O dia 12 Maio de 2015 em Alcains foi mais uma prova. Comemorava-se o 50.º aniversário desta empresa de confeção de vestuário exterior para homem. Ana Paula Rafael, CEO desde 2008 desta indústria, decidiu chamar os mais de 400 colaboradores e dar-lhes o protagonismo devido. Perto de 300 mulheres trabalham diariamente na costura dos fatos de alta qualidade da marca e foram elas que tiveram uma distinção mais especial. Nesse dia, instituído como free day, foram todas ao cabeleireiro para aparecerem bonitas nas fotografias e mostrarem aos convidados a melhor imagem delas e da empresa. Todas aquelas mulheres concordaram em simular por algum tempo o trabalho diário na fábrica — “a empresa viva” — no momento em que os convidados percorreram as instalações, que se espalham por uma área coberta de 15 mil metros quadrados, sem contar com as 14 lojas do grupo em todo o país.

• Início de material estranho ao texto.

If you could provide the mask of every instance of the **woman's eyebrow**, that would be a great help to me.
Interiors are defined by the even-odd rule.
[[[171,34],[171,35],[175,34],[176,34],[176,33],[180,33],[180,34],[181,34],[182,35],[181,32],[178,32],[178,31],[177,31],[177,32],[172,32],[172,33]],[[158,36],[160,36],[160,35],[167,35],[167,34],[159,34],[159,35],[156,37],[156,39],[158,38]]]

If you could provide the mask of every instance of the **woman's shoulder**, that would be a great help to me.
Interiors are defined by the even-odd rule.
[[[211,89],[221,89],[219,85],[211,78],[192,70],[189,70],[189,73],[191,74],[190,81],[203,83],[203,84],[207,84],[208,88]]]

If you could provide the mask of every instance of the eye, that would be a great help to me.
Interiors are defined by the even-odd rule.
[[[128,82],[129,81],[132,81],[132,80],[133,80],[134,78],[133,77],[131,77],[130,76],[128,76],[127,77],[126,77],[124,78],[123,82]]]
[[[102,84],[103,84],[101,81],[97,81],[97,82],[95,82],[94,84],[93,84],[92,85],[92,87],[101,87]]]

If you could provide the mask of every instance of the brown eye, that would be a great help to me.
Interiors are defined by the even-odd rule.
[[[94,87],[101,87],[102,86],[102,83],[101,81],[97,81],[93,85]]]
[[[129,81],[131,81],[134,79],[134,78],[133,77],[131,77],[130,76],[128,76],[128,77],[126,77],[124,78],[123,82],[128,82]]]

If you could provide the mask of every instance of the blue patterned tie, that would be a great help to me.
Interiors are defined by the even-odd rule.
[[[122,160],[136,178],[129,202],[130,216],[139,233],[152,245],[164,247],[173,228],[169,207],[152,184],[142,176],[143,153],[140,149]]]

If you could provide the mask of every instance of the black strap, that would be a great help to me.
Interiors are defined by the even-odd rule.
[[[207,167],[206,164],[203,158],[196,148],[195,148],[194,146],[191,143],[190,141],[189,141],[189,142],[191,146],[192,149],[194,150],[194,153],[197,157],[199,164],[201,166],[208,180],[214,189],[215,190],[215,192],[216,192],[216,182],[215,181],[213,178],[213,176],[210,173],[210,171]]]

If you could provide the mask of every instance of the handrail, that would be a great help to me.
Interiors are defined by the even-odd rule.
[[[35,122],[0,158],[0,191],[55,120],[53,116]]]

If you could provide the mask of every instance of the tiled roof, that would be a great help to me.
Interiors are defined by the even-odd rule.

Para a comemoração desta data tão especial foi desmontado um armazém inteiro que albergou o almoço de quase 600 pessoas, entre colaboradores e convidados — tudo foi feito em paralelo com as horas de trabalho por uma equipa de colaboradores da empresa. As comemorações incluíram a realização de uma convenção de alfaiataria, onde estiveram alguns alfaiates estrangeiros e se debateu a indústria de vestuário de homem, em Portugal e no mundo. Foi um evento bem ao gosto de Ana Paula Rafael, o motor deste negócio familiar que vem dos tempos do seu pai, Hélder Rafael, mas que é inspirada no excelente trabalho de alfaiataria do avô José Marques. A CEO sempre teve uma ligação muito forte à empresa da família. Com 16 anos, ainda no tempo em que a publicidade era a preto e branco, sempre que via o anúncio dos refrigerantes Cristalina dizia para o pai: “Nós também temos de fazer da Dielmar uma marca.” Para ela, o caminho a seguir era transformar o negócio da família numa empresa internacional e de referência em Portugal. “Era com desencanto que percebia que o meu pai e o meu tio não me compreendiam e diziam: ‘Nós temos tudo vendido.’ Eu respondia: ‘Mas vendes mais caro depois!’”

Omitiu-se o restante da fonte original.